The release of the joint call takes place during the tenth anniversary of the Paris Climate Agreement, and the tenth anniversary of Laudato Si’, Pope Francis’ landmark encyclical on climate and ecology, and acknowledges the new leadership of Pope Leo XIV, in particular his first statement as pope urging the Church to ‘build a new world were peace reigns’.

Moreover, the leaders call for a transition to green energy and a halt to new infrastructure development related to fossil fuels, with defined timelines, concrete accountability measures, and public policies.

While also ‘standing up to carbon offset schemes and the financialisation of common goods, the clergy denounces the false solutions of green capitalism, its voracious financialization of nature, and the violence caused by large-scale mining projects and energy transactions.

Speaking on the need for transition, Bishop Allwyn D’Silva, elected President of the Ecology Commission of the Conference of Catholic Bishops of India (CCBI), says, “Fossil fuels belong to the past; the future must be powered by clean, renewable energy.”

He further adds that the Global South, including communities across Asia-Pacific, holds the wisdom and experience needed to ensure this transition is just and equitable for all.

Calling for financial reforms and ecological debt justice, the statement read, “following the profound disappointment caused by the New Collective Quantified Goal (NCQG); we demand that climate finance be transparent, accessible and delivered directly and effectively – without intermediaries – to the most vulnerable communities, ensuring that development banks and financial institutions do not invest in fossil fuels and extractive projects, and that it is not based on the financialisation of nature or increases the debt of countries in the Global South.”

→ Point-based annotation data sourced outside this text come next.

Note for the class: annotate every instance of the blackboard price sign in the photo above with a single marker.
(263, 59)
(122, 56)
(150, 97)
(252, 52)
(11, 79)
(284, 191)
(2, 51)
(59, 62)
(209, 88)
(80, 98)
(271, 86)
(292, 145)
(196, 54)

The leaders further emphasized the need for gender justice and women’s empowerment in the energy transition, proposing decentralized renewable energy policies and programs that ‘promote decent work for women at all levels, support women’s entrepreneurship in the renewable energy sector.’

According to the International Renewable Energy Agency, 32% of the renewable energy workforce are women

Among other commitments, the conferences announce that they will create ‘the Ecclesial Observatory on Climate Justice, through the Ecclesial Conference of the Amazon, to monitor the commitments of the COPs and their fulfilment in the Global South, as well as to denounce unfulfilled commitments.

They reaffirm that the Catholic Church ‘will not cease to raise its voice against ecological and social injustices, remembering that the cry of the Earth is also the cry of the poor.